In recent years, however, it has faced competition from Carter’s and The Children’s Place, which moved its stores out of malls and improved fashion, pricing and supply chain management. Discount players like Target and H&M have either improved existing or launched new tween apparel departments as well, taken a huge bite out of Justice’s once- huge slice of the tween pie. Another core issue that all children’s and tween apparel retailers must grapple with is pricing pressure, Kniffen notes.
“It is a tough business. People don’t like to pay up for children’s clothes,” he says. “They don’t last long enough. Children grow out of them. They wreck them. Price has always been extraordinarily important.”

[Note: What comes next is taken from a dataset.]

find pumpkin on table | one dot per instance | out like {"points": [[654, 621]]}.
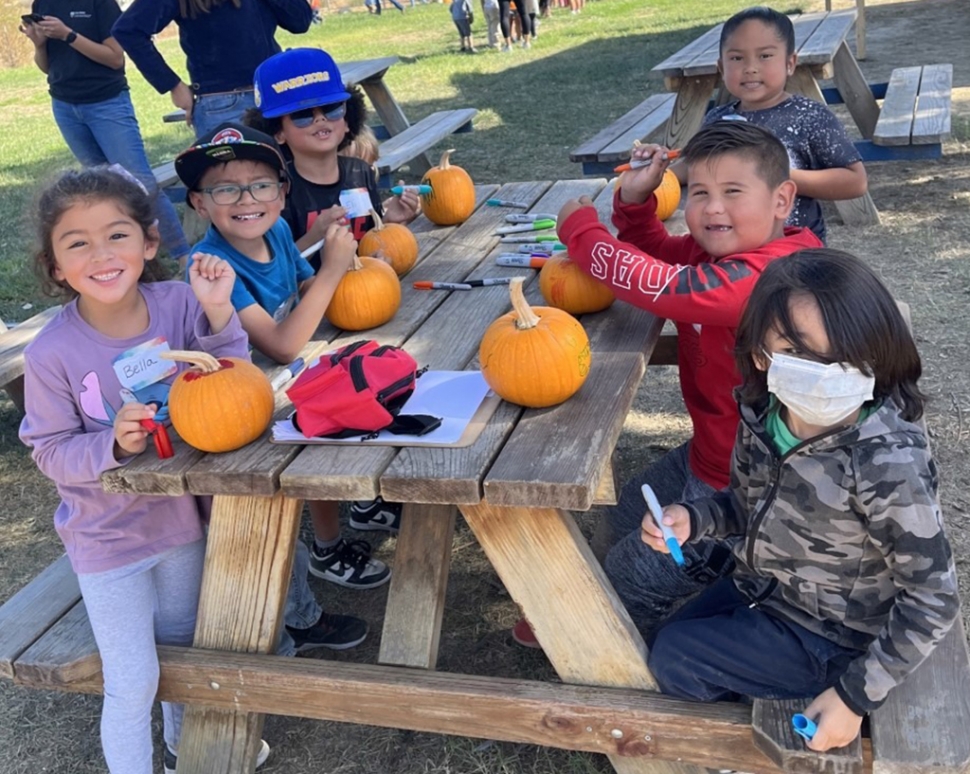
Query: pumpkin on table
{"points": [[534, 357], [219, 405], [393, 241], [452, 197], [565, 286], [368, 295]]}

So important, that the average price of an outfit from a children’s or tween apparel retailer has dropped by 40 percent in the last 10 years. Ascena has tried to ease this pricing pressure—across all of its brands—by assembling different retail brands and reducing back-shop costs, Kniffen notes.
“It is a great strategy, but the bad news is the brands haven’t done that well. The reasons are pretty much the same.”
For mall landlords, these latest developments continue a stream of gloomy news that has flowed through the sector all year. The industry has seen about 250 percent more store closures year-to-date than it had for all of 2016, says Kniffen.
Green Street Advisors, a Newport Beach, Calif.-based research firm, reduced its forecasts for non-anchor retail occupancy for 2017 and 2018 by 60 basis points, according to its latest mall sector update. The effect on malls will depend on how strong they were to begin with, according to Green Street analysts.
As expected, the closings will hit lower quality malls hard by adding yet more supply to the already over-saturated market. The firm expects fundamentals at those centers to continue deteriorating. Market rent growth at highly productive class-A malls, on the other hand, should outpace retail sales, according to Green Street.
Given the current retail sector conditions, Green Street Advisors has reduced its same-property net operating income (NOI) expectations for the next two and a half years. Its expectations are as follows:
In 2017, a 2.6 percent same-property NOI is expected, down from 3.3 percent
In 2018, a 2.5 percent same-property NOI is expected, down from 3.2 percent
In 2019, a 2.8 percent same-property NOI is expected, down from 2.9 percent
While Green Streets’ research indicates that losses in same-property NOI might slow down by 2019, retail experts expect the mall sector to continue to feel the effects of changes in retail demand beyond that.
Kniffen predicts that about 400 malls will close by 2030. For the remaining malls, whether they are class-B or class-A centers, a much different future awaits.